There was some extra poignency for me with the film. Not only because there were tones of what a friend is going through at the moment and how he copes, but for my own situation. At one point in the film, the king was talking about his childhood and what things were like. How he was made to write with his right hand, how his family teased him mercilessly about his stammer, how he was born with knocked knees and spent a lot of time in calipers to correct the legs.... it all was a bit close to the bone.

Both Mum and I left the cinema wanting to go back and see it again. A seriously good film.

So now what? I'm about to leave Myponga and head to the big smoke for the day. Taking my nieces to the movies this time. Big niece, Lola, and little nice, Gigi, are now eleven and seven. You can do things with them now, and thankfully they're good kids.
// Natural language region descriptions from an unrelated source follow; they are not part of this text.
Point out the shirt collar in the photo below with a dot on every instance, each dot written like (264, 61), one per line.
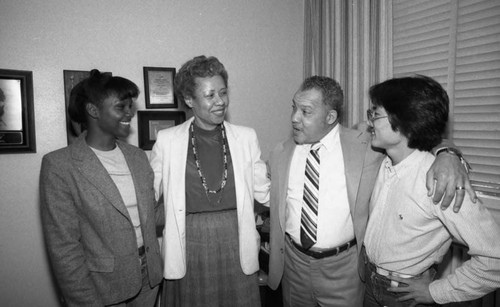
(330, 140)
(408, 163)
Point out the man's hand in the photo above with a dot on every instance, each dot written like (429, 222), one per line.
(417, 289)
(447, 178)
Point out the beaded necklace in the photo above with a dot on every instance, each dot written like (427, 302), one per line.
(198, 164)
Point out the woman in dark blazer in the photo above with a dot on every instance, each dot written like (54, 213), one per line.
(97, 203)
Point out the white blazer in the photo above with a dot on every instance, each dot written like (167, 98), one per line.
(168, 160)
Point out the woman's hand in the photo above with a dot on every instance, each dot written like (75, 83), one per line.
(448, 179)
(417, 289)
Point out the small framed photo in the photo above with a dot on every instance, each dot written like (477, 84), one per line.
(151, 122)
(159, 87)
(17, 118)
(72, 78)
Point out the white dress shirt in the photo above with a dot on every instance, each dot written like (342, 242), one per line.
(116, 165)
(335, 225)
(407, 232)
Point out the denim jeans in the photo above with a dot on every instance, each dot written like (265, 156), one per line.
(376, 293)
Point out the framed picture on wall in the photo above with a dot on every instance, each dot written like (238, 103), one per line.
(159, 87)
(150, 122)
(72, 78)
(17, 117)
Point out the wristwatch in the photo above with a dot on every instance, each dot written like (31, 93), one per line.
(457, 153)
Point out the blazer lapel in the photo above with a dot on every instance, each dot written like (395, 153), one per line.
(177, 176)
(92, 169)
(139, 177)
(237, 156)
(284, 165)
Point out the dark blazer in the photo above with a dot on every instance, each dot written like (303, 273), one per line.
(361, 168)
(89, 235)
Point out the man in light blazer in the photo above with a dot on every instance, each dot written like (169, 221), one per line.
(89, 234)
(168, 160)
(325, 274)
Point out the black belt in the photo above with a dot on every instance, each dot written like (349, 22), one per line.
(326, 253)
(141, 250)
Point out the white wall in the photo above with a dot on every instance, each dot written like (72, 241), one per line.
(259, 41)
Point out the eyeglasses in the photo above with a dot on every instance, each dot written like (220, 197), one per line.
(371, 117)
Going to the movies is a legitimate outing - and a good excuse for me to see a kid's film on the big screen. I was thinking about going to the gym beforehand, but I spent an hour coughing during the night - best leave it for a day or so.

It's going to be hard leaving Myponga this time. I've had a lovely break. I haven't had to cook or clean or do much about the house. I haven't eaten too much for a change. Mum's new kitchen is spectacular. After fifteen years suffering a 1950's kitchen set, Mum now comes home to this:

There is something pretty special about watching the kangaroos under the willows as you're eating your breakfast. Mum also said I had to put up the photo of the poppies that adorn the back wall of the kitchen on the blog. Mums, phah. What can you do with them?
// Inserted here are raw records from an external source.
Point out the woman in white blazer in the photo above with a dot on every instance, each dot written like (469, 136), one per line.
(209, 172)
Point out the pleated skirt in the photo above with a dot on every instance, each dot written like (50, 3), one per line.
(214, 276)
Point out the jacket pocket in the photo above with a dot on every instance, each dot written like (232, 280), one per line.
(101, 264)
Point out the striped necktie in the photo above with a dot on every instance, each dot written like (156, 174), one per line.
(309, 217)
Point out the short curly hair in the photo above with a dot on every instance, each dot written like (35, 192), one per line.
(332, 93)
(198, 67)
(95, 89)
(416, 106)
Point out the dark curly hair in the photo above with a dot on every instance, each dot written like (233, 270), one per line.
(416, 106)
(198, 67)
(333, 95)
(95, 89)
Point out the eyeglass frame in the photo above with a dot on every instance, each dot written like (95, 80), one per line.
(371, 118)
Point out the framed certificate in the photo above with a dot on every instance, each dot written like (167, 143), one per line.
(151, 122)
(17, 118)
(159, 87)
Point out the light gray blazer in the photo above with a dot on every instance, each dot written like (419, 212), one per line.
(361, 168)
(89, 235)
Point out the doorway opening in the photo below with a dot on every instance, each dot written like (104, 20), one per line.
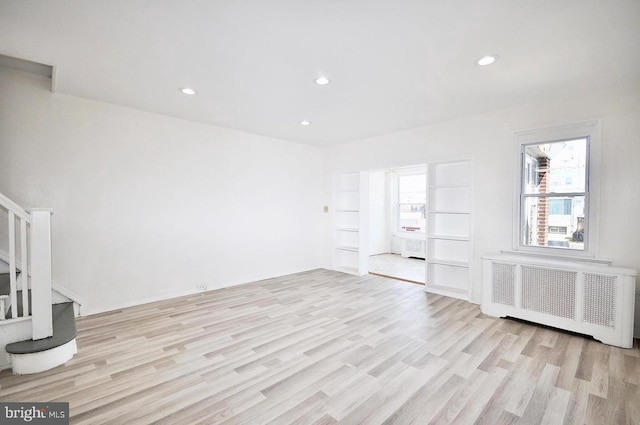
(397, 223)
She's in love with her new kitchen. Actually, so am I - it's wonderful.

Tomorrow morning, after a night at my sister's place, probably spent snuggled up to the golden retriever for the night I'll set off back for Melbourne in the morning.

In the mean time, I'm going to sit on the verandah and watch the kangaroos graze under the clothes line. You don't find that everywhere. Just a bit of ordinary magic.



1 comment:

  1. What a wonderful post, Pandora, full of such news of a life so different from and yet similar in some ways to my own.
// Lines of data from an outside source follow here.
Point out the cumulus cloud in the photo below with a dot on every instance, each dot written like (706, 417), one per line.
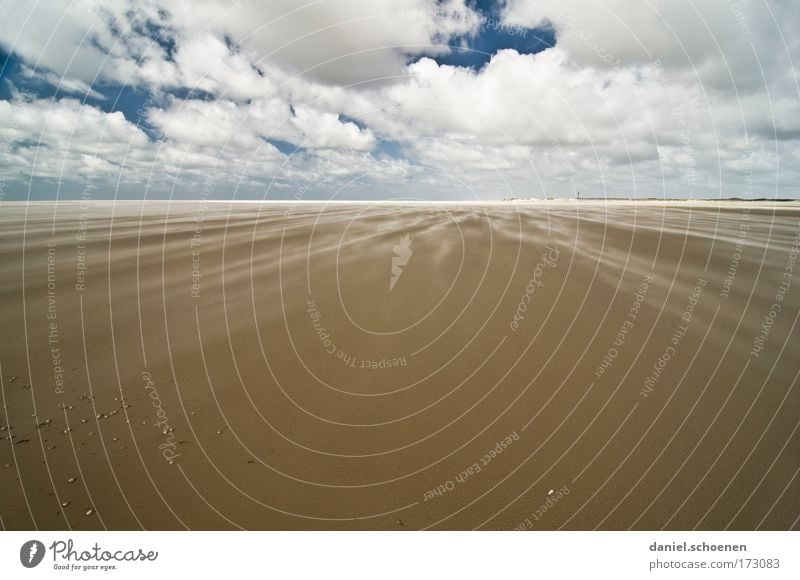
(666, 96)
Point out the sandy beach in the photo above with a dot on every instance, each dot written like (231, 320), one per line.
(563, 365)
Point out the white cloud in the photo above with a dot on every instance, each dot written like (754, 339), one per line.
(631, 94)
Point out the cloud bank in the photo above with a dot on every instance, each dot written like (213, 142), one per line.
(339, 99)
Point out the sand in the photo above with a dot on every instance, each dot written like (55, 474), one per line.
(540, 366)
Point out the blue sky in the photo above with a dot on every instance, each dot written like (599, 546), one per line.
(421, 98)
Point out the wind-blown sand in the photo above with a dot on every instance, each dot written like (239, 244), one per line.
(534, 366)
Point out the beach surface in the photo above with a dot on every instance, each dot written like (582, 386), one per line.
(560, 365)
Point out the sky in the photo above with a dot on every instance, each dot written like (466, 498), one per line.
(398, 99)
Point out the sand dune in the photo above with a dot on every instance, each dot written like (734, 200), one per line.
(387, 366)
    My kids nag at me to get a new kitchen. Ours is so dated, but I can neither bear the expense nor the effort, nor do we live with such a gorgeous view. Your mother's new kitchen is fantastic.

    I had whooping cough as a two year old, that coincided with the birth of my next sister one down. The memory stays with me. The horrible whoop whoop sound of the coughing, the indrawn breath, choked for sound, almost makes me gag.

    As you say, a quiet Christmas sounds ideal. Take care now and get better soon.